Cop come by? You're a student shooting a film.

Nosy neighbors? You're shooting something for your son's school's project.

Inquisitive people? You're shooting a video for a movie you wanna get into Sundance. Can they help?

It's like that 80's song. Lies lies lies...yeah.

August 8th


Started late afternoon, so I finally caught up on some of my sleep. Our first shot was guerilla filmmaking at the Super Fresh.

No permit. No insurance. No permission.

No problems, either, it turned out. Not one person bothered us, not even the two cops who pulled up near us. They went in to get a pizza. I mentioned how well that went and that we were ahead of schedule and everyone told me to shut up; I'd curse us.

We were about 45 minutes ahead of schedule, but it was raining and the later scenes involved outside stuff. We shot anyway. It went well. We even got to use a restaurant called Granny's, got permission and all. I forgot to get a location release signed, but I'll do that the minute we're done shooting.

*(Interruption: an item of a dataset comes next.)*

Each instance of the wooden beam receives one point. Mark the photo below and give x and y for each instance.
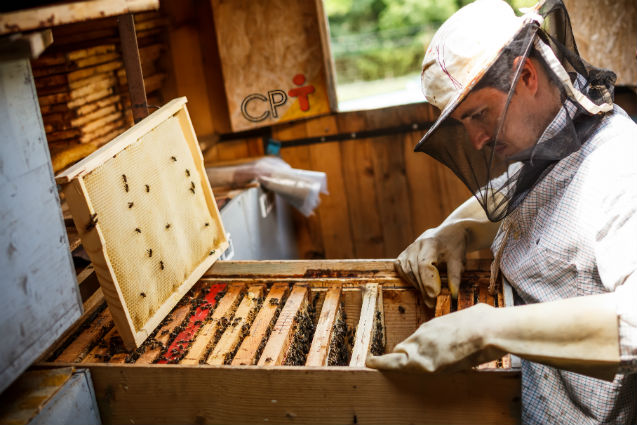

I promise.

On to my brother Paul's. He plays an artist who is stalked and killed by Aric.

He was a real sport. We shot his death scene and all, even splashed water(doubling for gas) all over his room and he didn't mind. He was late for a family reunion, which I was AWOL for. Hey, gotta have priorities.

Went on to Rick Shipley's death scene. Got the locals to cooperate with us and they even let us run a power cord into the building. Went off good, should look really nice when color corrected.
Our next scene was in Aric's car, which was Rick Ganz's car. It was full of stuff though, since he was moving. We had to go move him to Frederick before we could shoot the next scene. We were ahead of schedule, but that would set us back.

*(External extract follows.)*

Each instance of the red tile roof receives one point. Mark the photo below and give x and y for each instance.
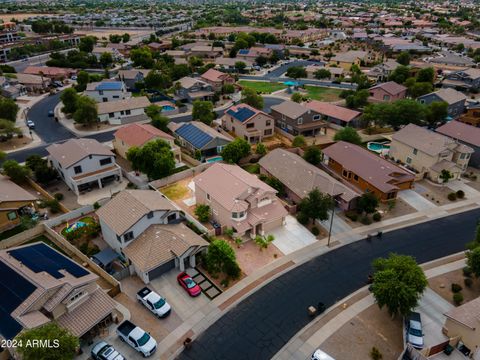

After dropping Rick's stuff off, we went to Annapolis to look for well-lit roads. We stopped at Denny's for a healthy breakfast. For some reason, they had the A.C. set at about Absolute Zero.

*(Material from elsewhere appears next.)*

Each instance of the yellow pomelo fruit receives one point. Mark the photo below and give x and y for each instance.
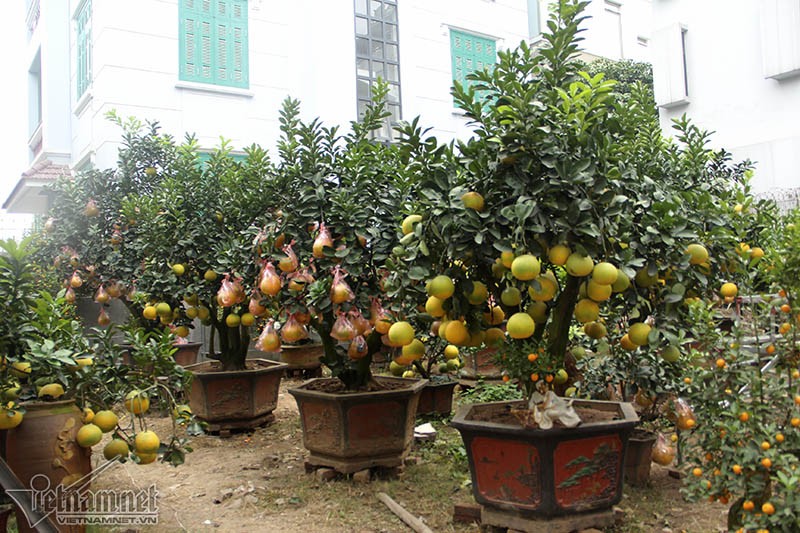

Dave Mun told a funny story about how he lost his finger(he's missing one, in case you didn't hear). Anyway, when he was younger, he was in a class to learn how to catch throwing stars. His master threw one and Mun reached up to catch it. "Did I get it?" he asked. Say this like you're an ancient Oriental Martial Arts Teacher: "You failed".

Cracked us up, anyway. All any of us had to say to get the group cracking up was "You failed".

We found the Annapolis Mall to be pretty lit, so we figured we'd drive around in the parking lot, in the road that goes in a huge circle around it. You wouldn't be able to tell, since the focus was on Rick.

Anyway, we'd just started shooting and security drove up and asked what we were doing. I told him we were shooting something for class. Did we have permission, he wanted to know. I told him no, but we'd be gone in five minutes.

Not good enough, apparently. He kicked us out.

What an asshole. Annapolis is like that. I think it must be a huge city full of closet cannibals or something, because I've never seen a town so afraid of cameras.

Later, Rick started to question whether he wore the right wardrobe in the right shots. Just what I needed. We didn't have anyone in charge of continuity, so I'd asked him to go through his script and make a note of what outfits he wore and when. So much for that.

We ended up shooting until 4am in the morning, but it wasn't that big a deal since we had a late start the next day.